Rohstoffe

Knauf baut neue Anlage für Gipsrecycling in Mittelfranken

20. Januar 2026 , 18:56 Uhr

Gips ist vielseitig einsetzbar - vom Eigenheim bis zum Brückenbau. Doch Naturgips ist knapp. Daher setzt die Branche auch auf recyceltes Material.

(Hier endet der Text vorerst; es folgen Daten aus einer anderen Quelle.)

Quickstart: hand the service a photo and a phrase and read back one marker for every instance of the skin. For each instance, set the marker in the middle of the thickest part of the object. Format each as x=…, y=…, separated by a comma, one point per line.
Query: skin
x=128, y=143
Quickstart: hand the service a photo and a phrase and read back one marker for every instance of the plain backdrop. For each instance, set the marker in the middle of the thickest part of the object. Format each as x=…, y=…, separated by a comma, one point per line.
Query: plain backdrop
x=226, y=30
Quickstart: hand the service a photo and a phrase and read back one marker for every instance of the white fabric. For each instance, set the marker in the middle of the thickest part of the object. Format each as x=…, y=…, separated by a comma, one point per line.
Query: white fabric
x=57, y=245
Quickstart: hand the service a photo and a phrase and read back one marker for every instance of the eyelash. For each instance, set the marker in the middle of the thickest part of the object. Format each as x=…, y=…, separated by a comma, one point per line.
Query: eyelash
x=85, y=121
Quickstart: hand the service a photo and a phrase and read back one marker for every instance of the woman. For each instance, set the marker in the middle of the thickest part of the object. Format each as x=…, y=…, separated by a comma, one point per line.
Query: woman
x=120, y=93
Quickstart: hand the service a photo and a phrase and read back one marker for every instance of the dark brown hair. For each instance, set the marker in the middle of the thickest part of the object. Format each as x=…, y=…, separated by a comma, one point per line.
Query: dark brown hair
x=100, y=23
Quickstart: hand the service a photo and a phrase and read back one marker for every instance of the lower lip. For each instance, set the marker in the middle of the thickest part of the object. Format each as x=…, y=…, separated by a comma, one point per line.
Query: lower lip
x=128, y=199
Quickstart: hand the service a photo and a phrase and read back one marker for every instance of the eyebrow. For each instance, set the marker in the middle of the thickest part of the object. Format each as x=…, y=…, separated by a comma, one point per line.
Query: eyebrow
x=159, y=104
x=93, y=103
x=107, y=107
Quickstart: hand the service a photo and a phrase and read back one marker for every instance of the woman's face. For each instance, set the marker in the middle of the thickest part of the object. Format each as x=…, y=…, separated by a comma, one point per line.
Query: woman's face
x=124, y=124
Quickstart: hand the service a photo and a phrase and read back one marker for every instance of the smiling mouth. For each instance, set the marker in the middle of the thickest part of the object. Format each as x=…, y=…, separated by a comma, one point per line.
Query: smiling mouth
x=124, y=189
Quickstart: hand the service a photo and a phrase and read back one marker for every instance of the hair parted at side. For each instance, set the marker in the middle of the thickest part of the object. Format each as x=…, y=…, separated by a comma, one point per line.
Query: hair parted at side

Mit einer neuen Gipsrecycling-Anlage in Mittelfranken will der Baustoffhersteller Knauf die Versorgung mit dem Rohstoff verbessern. Im Sommer soll der Spatenstich für die Werkstätte in Neuhof an der Zenn (Landkreis Neustadt an der Aisch-Bad Windsheim) erfolgen. Die Inbetriebnahme der Anlage, die das Familienunternehmen aus dem unterfränkischen Iphofen zusammen mit der BSR Ingolstadt, einem Spezialisten für Boden- und Baustoffrecycling, umsetzt, ist für Anfang 2027 geplant. 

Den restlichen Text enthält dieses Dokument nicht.